Premnath’s large work on paper has the quality of a fragile and flaking barrier – if painting historically served as a type of view through a window, in this work, a fence surfaces to repeal the illusion of depth. Premnath’s forms are echoed by Julianne Swartz’s suspended wire sculptures, which are almost invisible, like fragile nets or tangles hovering around voids. The “net” as a field of energy – a cosmic net or even a pulsing spirit – can also be felt in meyer’s shimmering surfaces, and then again in dadamaino’s monochromatic fields of painted dots, which here live as progenitors of meyer’s paintings. One of Swartz’s sculptures gently quivers with an electric current, offering a mystical quality that is can be sensed in the iconic and haunting painting of Gino de Dominicis, where a spectral face, recalling antiquity, is submerged in a painterly surface.
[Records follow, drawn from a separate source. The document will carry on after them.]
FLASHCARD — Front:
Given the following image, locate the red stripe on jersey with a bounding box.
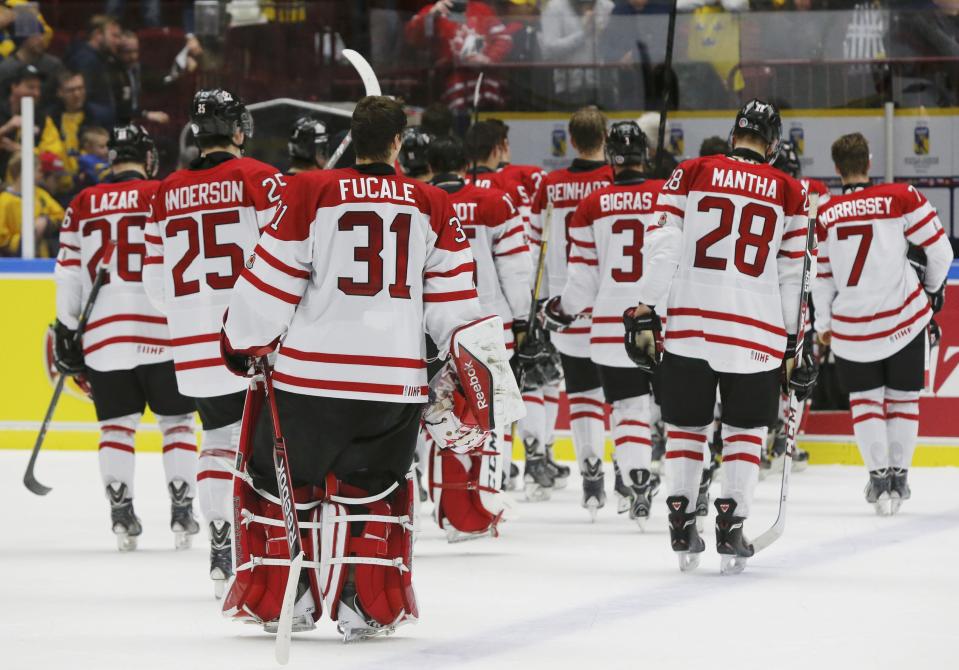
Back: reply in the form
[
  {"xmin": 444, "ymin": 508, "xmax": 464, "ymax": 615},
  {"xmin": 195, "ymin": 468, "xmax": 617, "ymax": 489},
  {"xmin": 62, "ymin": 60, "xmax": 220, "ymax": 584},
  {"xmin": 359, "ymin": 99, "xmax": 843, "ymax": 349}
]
[
  {"xmin": 666, "ymin": 430, "xmax": 706, "ymax": 444},
  {"xmin": 423, "ymin": 288, "xmax": 477, "ymax": 302},
  {"xmin": 100, "ymin": 442, "xmax": 134, "ymax": 454},
  {"xmin": 666, "ymin": 449, "xmax": 703, "ymax": 461},
  {"xmin": 832, "ymin": 303, "xmax": 932, "ymax": 342},
  {"xmin": 723, "ymin": 435, "xmax": 763, "ymax": 447},
  {"xmin": 280, "ymin": 347, "xmax": 426, "ymax": 370},
  {"xmin": 83, "ymin": 335, "xmax": 170, "ymax": 355},
  {"xmin": 253, "ymin": 244, "xmax": 310, "ymax": 279},
  {"xmin": 163, "ymin": 442, "xmax": 196, "ymax": 454},
  {"xmin": 666, "ymin": 307, "xmax": 786, "ymax": 337},
  {"xmin": 908, "ymin": 211, "xmax": 936, "ymax": 240},
  {"xmin": 273, "ymin": 371, "xmax": 430, "ymax": 397},
  {"xmin": 832, "ymin": 286, "xmax": 922, "ymax": 323},
  {"xmin": 919, "ymin": 228, "xmax": 946, "ymax": 247},
  {"xmin": 666, "ymin": 330, "xmax": 788, "ymax": 358},
  {"xmin": 423, "ymin": 263, "xmax": 473, "ymax": 279},
  {"xmin": 83, "ymin": 314, "xmax": 166, "ymax": 333},
  {"xmin": 196, "ymin": 470, "xmax": 233, "ymax": 482},
  {"xmin": 173, "ymin": 358, "xmax": 224, "ymax": 372},
  {"xmin": 170, "ymin": 333, "xmax": 220, "ymax": 347},
  {"xmin": 240, "ymin": 268, "xmax": 300, "ymax": 305},
  {"xmin": 852, "ymin": 412, "xmax": 886, "ymax": 424},
  {"xmin": 723, "ymin": 452, "xmax": 759, "ymax": 465}
]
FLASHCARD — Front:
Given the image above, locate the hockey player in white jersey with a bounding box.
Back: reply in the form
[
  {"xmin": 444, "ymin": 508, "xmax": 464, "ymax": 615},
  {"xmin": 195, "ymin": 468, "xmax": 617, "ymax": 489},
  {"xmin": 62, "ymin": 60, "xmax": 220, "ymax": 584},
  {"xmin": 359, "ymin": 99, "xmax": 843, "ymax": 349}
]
[
  {"xmin": 143, "ymin": 89, "xmax": 285, "ymax": 595},
  {"xmin": 222, "ymin": 96, "xmax": 522, "ymax": 640},
  {"xmin": 55, "ymin": 125, "xmax": 199, "ymax": 551},
  {"xmin": 427, "ymin": 137, "xmax": 532, "ymax": 534},
  {"xmin": 625, "ymin": 100, "xmax": 814, "ymax": 572},
  {"xmin": 813, "ymin": 133, "xmax": 953, "ymax": 514},
  {"xmin": 542, "ymin": 121, "xmax": 663, "ymax": 528}
]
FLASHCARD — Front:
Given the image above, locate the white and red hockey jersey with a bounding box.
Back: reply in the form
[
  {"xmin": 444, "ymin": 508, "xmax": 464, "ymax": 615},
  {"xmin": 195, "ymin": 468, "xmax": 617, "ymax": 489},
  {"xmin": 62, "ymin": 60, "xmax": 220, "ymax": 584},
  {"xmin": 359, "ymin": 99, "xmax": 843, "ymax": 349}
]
[
  {"xmin": 530, "ymin": 158, "xmax": 613, "ymax": 358},
  {"xmin": 143, "ymin": 154, "xmax": 285, "ymax": 398},
  {"xmin": 54, "ymin": 172, "xmax": 171, "ymax": 372},
  {"xmin": 562, "ymin": 179, "xmax": 664, "ymax": 368},
  {"xmin": 813, "ymin": 184, "xmax": 953, "ymax": 361},
  {"xmin": 225, "ymin": 163, "xmax": 490, "ymax": 403},
  {"xmin": 440, "ymin": 181, "xmax": 532, "ymax": 350},
  {"xmin": 638, "ymin": 156, "xmax": 808, "ymax": 374}
]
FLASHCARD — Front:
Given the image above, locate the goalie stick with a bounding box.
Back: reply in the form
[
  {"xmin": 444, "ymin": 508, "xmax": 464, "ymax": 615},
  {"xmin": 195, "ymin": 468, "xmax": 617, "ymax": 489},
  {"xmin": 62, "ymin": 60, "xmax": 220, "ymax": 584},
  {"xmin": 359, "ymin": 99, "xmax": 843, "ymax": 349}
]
[
  {"xmin": 253, "ymin": 356, "xmax": 305, "ymax": 665},
  {"xmin": 326, "ymin": 49, "xmax": 382, "ymax": 170},
  {"xmin": 23, "ymin": 242, "xmax": 116, "ymax": 496},
  {"xmin": 753, "ymin": 193, "xmax": 819, "ymax": 552}
]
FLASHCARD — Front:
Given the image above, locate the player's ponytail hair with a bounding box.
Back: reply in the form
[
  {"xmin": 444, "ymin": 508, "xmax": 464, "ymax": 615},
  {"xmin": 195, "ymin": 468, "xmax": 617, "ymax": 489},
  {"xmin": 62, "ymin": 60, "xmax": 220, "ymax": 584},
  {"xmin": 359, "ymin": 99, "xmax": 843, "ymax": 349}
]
[{"xmin": 350, "ymin": 95, "xmax": 406, "ymax": 162}]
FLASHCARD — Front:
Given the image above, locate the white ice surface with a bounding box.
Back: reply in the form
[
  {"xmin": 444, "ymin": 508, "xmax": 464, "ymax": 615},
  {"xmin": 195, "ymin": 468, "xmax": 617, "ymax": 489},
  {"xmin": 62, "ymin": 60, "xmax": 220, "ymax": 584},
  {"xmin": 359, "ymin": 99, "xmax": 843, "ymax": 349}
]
[{"xmin": 0, "ymin": 451, "xmax": 959, "ymax": 670}]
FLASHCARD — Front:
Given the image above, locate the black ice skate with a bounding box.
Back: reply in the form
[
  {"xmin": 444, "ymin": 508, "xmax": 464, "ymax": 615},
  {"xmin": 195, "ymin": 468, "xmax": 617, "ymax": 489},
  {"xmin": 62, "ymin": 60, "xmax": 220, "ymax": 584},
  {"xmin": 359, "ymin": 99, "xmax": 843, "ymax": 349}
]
[
  {"xmin": 107, "ymin": 482, "xmax": 143, "ymax": 551},
  {"xmin": 629, "ymin": 470, "xmax": 656, "ymax": 530},
  {"xmin": 167, "ymin": 479, "xmax": 200, "ymax": 551},
  {"xmin": 666, "ymin": 496, "xmax": 706, "ymax": 572},
  {"xmin": 716, "ymin": 498, "xmax": 755, "ymax": 575},
  {"xmin": 866, "ymin": 468, "xmax": 896, "ymax": 516},
  {"xmin": 546, "ymin": 442, "xmax": 570, "ymax": 490},
  {"xmin": 210, "ymin": 521, "xmax": 233, "ymax": 600},
  {"xmin": 613, "ymin": 461, "xmax": 633, "ymax": 514},
  {"xmin": 889, "ymin": 468, "xmax": 912, "ymax": 514},
  {"xmin": 523, "ymin": 439, "xmax": 553, "ymax": 502},
  {"xmin": 583, "ymin": 458, "xmax": 606, "ymax": 521}
]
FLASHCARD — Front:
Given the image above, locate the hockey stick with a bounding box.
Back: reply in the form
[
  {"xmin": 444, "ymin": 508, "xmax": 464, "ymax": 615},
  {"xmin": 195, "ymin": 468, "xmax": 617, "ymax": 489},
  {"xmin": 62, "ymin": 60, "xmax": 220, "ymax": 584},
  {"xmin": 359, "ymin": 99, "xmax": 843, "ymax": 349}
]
[
  {"xmin": 753, "ymin": 193, "xmax": 819, "ymax": 552},
  {"xmin": 326, "ymin": 49, "xmax": 382, "ymax": 170},
  {"xmin": 23, "ymin": 242, "xmax": 115, "ymax": 496},
  {"xmin": 253, "ymin": 356, "xmax": 305, "ymax": 665}
]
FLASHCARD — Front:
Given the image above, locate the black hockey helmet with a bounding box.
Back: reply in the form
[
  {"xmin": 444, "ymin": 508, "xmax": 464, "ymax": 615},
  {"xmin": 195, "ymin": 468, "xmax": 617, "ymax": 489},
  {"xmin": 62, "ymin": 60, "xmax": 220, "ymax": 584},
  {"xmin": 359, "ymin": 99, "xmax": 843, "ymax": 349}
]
[
  {"xmin": 107, "ymin": 123, "xmax": 157, "ymax": 177},
  {"xmin": 773, "ymin": 140, "xmax": 802, "ymax": 179},
  {"xmin": 730, "ymin": 98, "xmax": 783, "ymax": 158},
  {"xmin": 606, "ymin": 121, "xmax": 649, "ymax": 167},
  {"xmin": 190, "ymin": 88, "xmax": 253, "ymax": 141},
  {"xmin": 399, "ymin": 126, "xmax": 433, "ymax": 177},
  {"xmin": 287, "ymin": 116, "xmax": 330, "ymax": 163}
]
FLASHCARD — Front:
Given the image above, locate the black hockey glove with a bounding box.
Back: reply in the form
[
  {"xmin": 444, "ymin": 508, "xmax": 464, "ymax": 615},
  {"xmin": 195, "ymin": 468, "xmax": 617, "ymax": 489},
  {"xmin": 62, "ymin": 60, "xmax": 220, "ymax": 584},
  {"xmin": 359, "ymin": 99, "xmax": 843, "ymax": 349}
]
[
  {"xmin": 53, "ymin": 321, "xmax": 87, "ymax": 377},
  {"xmin": 539, "ymin": 295, "xmax": 576, "ymax": 333},
  {"xmin": 623, "ymin": 307, "xmax": 663, "ymax": 374},
  {"xmin": 926, "ymin": 282, "xmax": 946, "ymax": 314}
]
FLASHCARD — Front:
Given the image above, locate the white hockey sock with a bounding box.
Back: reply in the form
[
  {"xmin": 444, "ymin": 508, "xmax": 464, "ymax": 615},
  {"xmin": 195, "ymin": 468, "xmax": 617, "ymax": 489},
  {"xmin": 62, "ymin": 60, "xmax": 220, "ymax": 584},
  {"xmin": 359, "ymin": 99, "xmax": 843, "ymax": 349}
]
[
  {"xmin": 517, "ymin": 389, "xmax": 547, "ymax": 454},
  {"xmin": 98, "ymin": 413, "xmax": 143, "ymax": 498},
  {"xmin": 886, "ymin": 388, "xmax": 919, "ymax": 469},
  {"xmin": 663, "ymin": 423, "xmax": 713, "ymax": 512},
  {"xmin": 721, "ymin": 423, "xmax": 769, "ymax": 517},
  {"xmin": 569, "ymin": 389, "xmax": 606, "ymax": 469},
  {"xmin": 849, "ymin": 386, "xmax": 889, "ymax": 472},
  {"xmin": 157, "ymin": 414, "xmax": 197, "ymax": 498},
  {"xmin": 612, "ymin": 394, "xmax": 653, "ymax": 482},
  {"xmin": 196, "ymin": 421, "xmax": 241, "ymax": 523}
]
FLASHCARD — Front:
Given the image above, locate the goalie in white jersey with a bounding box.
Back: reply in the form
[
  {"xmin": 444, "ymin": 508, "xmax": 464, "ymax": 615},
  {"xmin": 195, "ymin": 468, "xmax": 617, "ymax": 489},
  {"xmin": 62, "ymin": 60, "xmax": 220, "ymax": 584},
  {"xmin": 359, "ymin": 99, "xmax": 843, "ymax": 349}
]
[
  {"xmin": 813, "ymin": 133, "xmax": 953, "ymax": 514},
  {"xmin": 627, "ymin": 100, "xmax": 813, "ymax": 569},
  {"xmin": 222, "ymin": 96, "xmax": 522, "ymax": 640},
  {"xmin": 143, "ymin": 89, "xmax": 284, "ymax": 595},
  {"xmin": 55, "ymin": 125, "xmax": 199, "ymax": 551}
]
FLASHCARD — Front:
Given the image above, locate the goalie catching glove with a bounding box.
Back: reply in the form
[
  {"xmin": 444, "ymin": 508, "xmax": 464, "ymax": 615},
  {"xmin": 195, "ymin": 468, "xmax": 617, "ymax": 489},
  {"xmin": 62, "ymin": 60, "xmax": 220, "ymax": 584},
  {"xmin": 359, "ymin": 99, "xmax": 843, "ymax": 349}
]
[
  {"xmin": 423, "ymin": 316, "xmax": 526, "ymax": 453},
  {"xmin": 623, "ymin": 305, "xmax": 663, "ymax": 374}
]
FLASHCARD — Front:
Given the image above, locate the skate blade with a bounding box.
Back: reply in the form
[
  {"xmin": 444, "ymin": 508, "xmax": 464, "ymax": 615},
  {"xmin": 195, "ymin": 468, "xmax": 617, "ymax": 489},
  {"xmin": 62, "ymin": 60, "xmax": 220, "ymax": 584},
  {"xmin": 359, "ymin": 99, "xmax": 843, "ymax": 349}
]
[
  {"xmin": 676, "ymin": 551, "xmax": 700, "ymax": 572},
  {"xmin": 719, "ymin": 555, "xmax": 747, "ymax": 575}
]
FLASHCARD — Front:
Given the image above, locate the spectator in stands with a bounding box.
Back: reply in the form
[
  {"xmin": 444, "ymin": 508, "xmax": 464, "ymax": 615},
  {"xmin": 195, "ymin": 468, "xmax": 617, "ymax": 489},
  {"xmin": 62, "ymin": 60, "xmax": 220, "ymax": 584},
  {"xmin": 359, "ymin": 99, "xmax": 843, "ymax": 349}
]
[
  {"xmin": 539, "ymin": 0, "xmax": 613, "ymax": 107},
  {"xmin": 405, "ymin": 0, "xmax": 513, "ymax": 113},
  {"xmin": 66, "ymin": 15, "xmax": 120, "ymax": 127},
  {"xmin": 104, "ymin": 0, "xmax": 160, "ymax": 28},
  {"xmin": 0, "ymin": 20, "xmax": 64, "ymax": 109},
  {"xmin": 0, "ymin": 63, "xmax": 65, "ymax": 175},
  {"xmin": 699, "ymin": 135, "xmax": 731, "ymax": 156},
  {"xmin": 0, "ymin": 154, "xmax": 64, "ymax": 258}
]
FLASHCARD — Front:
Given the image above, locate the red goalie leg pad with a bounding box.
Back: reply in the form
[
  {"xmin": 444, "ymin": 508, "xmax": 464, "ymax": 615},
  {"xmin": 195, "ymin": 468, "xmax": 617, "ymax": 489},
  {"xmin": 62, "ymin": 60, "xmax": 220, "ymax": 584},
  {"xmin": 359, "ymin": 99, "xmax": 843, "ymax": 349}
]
[{"xmin": 430, "ymin": 446, "xmax": 501, "ymax": 533}]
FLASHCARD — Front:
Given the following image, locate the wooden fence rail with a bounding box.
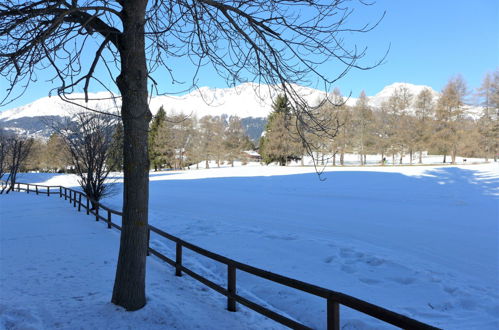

Accardi and dadamaino radically re-situate the material elements of painting. Carol Rama explores industrial materials with abandon, hovering between painting and sculpture in her rigorously formal, yet wildly experimental, works on canvas. Fujita’s wall pieces, made from scraps of wood and bits of frames, conjure solids and voids that playfully mirror one another while flipping between two and three dimensions; traces of process linger like artifact or evidence. The exhibition is punctuated by Piero Gilardi’s nature carpet, an uncanny facsimile of natural forms that asserts the significance of our shared environment as the ground for all life. Yet Gilardi’s displaced nature lives in a symbolic zone, which resonates with Ayari’s evocative “nature” imagery. Ayari disorients our sense of place – where, exactly, are her “leaves” and “branches” growing, if they can be said to be leaves and branches, anyway? – as does Edwards: the raw material for her work, the flag, is a symbol usually encountered “flying” in open air, but here, the flag has been drained and “disoriented,” tinted with the colors of dusk and hung from a wall, more blanket than symbol. In Krakow’s drawings, the space depicted is familiar, yet we can’t quite place it, like memories dispelled from conscious thought. Hwi Hahm disorients the picture plane in paintings that push imagery in and out of recognition. His colors are just on the edge of acidic, his brush marks varied from thick to thin and from the studied to the impulsive. His subjects are purposefully inconsistent, with foreground and background, volume and flatness living in constant tension: Hahm’s works punctuate the group with an exclamation of wild beauty and expressive possibility.

The exhibition title is taken from the American poet Muriel Rukeyser’s poem “Waterlily Fire,” in which she reflects upon an accidental fire at The Museum of Modern Art in 1958. It was in this fire that one of Claude Monet’s iconic waterlily paintings was burned, its surface charred and colors submerged: “The arm of flame striking through the wall of form.”